Payment Order An Issue
According to Gregory Smith, CEO at $4.2 billion Pennsylvania State Employees CU, the act outlawed eight specific practices, only two of which were relevant to credit unions. One of those, said Smith, resulted in a change to the order of payment applications — a process which included sweeping changes to core banking systems — while the other mandated additional disclosure language in monthly statements, including clarifying for cardholders how long it will take to pay off a balance if only the minimum payment is made.
Because CUs weren't engaging in most of the anti-consumer behaviors the act was aimed at stopping, credit unions were generally exempt from the bulk of the rule. Fortunately, they were also largely exempt from many of the costs associated with it.
"I certainly will tell you the CARD Act took billions of dollars away from the credit card industry," he told Credit Union Journal. "I know if I did some research I could go back and find industry studies that were predicting the loss of $5 billion annually in revenue because of those practices.... I think largely the card industry has found other ways to replace that revenue. I don't think that credit unions were in quite the same situation because most credit unions didn't engage in those practices, so they weren't looking to replace that revenue. It wasn't lost."
Jennifer Kerry, VP of credit card services at CO-OP Financial Services, disagreed, noting that the act's impact "extended beyond cards and took a bite out of [credit unions'] fee income for fees such as overlimit fees. In part, credit unions just quit charging those fees because of the requirement to calculate based on payment amounts and so on," she said. "From a systems perspective it was so complex that they pretty much quit completely across the board the overlimit on fee income."
Fortunately, she added, because credit unions are so fee averse, "it wasn't a huge impact — it probably killed the banks."
Kerry added that credit card accounts continue to be among the most profitable products in CUs' portfolios, even after having to cover up-front costs with changing core systems and notifications as a result of the CARD Act.
But Mike Coleman, director of regulatory affairs at NAFCU, said that while CUs have adjusted to the new rules, even five years later, many institutions are still struggling to put some of the regulations into place.
"There are ongoing problems in terms of implementation," he said, pointing, for example, to significant changes in terms. "The CARD Act requires that you have to send a change-in-terms notice when there's a significant change in terms, and there's not a lot of leeway for positive change in terms. If it qualifies as a change, you have to send that notice."
That jibes with Kerry's position that many credit unions viewed the act as "an inconvenience when it didn't need to be an inconvenience. We're responsible lenders with a goal to helping members be financially literate, so this doesn't really apply to us. But over time I think credit unions, like everybody else, just became more accepting of it. I think it helped their market, because the banks pulled back."
Apples & Apples?
Just because credit unions eventually adjusted to the CARD Act doesn't mean that the adjustment process will be equally rosy for other new regs, sources said.

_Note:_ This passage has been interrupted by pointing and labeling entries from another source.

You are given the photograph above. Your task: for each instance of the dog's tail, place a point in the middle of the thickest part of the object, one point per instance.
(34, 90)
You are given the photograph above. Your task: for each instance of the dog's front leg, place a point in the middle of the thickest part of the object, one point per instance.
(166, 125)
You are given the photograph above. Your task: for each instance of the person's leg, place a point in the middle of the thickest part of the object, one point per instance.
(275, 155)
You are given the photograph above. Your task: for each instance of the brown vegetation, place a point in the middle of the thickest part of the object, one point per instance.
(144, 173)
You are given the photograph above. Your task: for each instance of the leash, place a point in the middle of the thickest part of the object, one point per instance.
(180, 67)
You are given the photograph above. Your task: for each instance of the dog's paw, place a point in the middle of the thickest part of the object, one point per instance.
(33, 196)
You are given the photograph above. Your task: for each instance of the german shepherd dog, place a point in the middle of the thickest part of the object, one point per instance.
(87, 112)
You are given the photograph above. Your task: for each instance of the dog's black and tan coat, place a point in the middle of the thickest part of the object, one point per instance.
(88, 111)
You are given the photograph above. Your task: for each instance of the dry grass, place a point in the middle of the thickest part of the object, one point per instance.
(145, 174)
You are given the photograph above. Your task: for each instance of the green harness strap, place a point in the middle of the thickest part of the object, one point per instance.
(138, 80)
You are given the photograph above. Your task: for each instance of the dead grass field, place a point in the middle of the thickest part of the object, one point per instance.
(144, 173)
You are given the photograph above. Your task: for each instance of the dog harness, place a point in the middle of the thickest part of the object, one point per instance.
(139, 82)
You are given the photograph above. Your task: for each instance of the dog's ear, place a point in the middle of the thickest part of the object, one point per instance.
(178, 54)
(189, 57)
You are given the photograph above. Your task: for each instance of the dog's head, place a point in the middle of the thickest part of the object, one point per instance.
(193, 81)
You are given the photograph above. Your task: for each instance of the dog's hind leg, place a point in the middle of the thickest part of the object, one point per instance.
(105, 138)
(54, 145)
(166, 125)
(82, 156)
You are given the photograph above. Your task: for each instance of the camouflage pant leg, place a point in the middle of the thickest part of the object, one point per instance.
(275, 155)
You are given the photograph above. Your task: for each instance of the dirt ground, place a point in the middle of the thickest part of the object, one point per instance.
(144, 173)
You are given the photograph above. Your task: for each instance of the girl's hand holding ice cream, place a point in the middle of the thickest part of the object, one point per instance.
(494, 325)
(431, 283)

NAFCU's Coleman said it's hard to compare the CARD Act with other rules because the individualized impact of each rule will vary from credit union to credit union — not every CU that has a card program has a mortgage program, for example.
"I don't know that you could make a really generalized comparison that the CARD Act is an outlier or the mortgage act is much more burdensome," he said. "It's like comparing an apple to a different type of apple. I wouldn't say one is significantly more burdensome than the other."
Similarly, Tim Kolk said that it's hard to find parallels with other reg changes just because the CARD Act was so fast-paced. "The rules were coming out almost past the deadlines required to implement them, so it was a very chaotic and unmanageable environment."
Kolk also warned that the act's biggest impact may be yet to come.
He noted that card rates have essentially moved from prime plus six when the act went into effect to prime plus 10 today, to the point that credit cards are "at historic levels of profitability." That's leading to an increasingly competitive rewards market now, but could also place credit unions at a disadvantage once rates rise.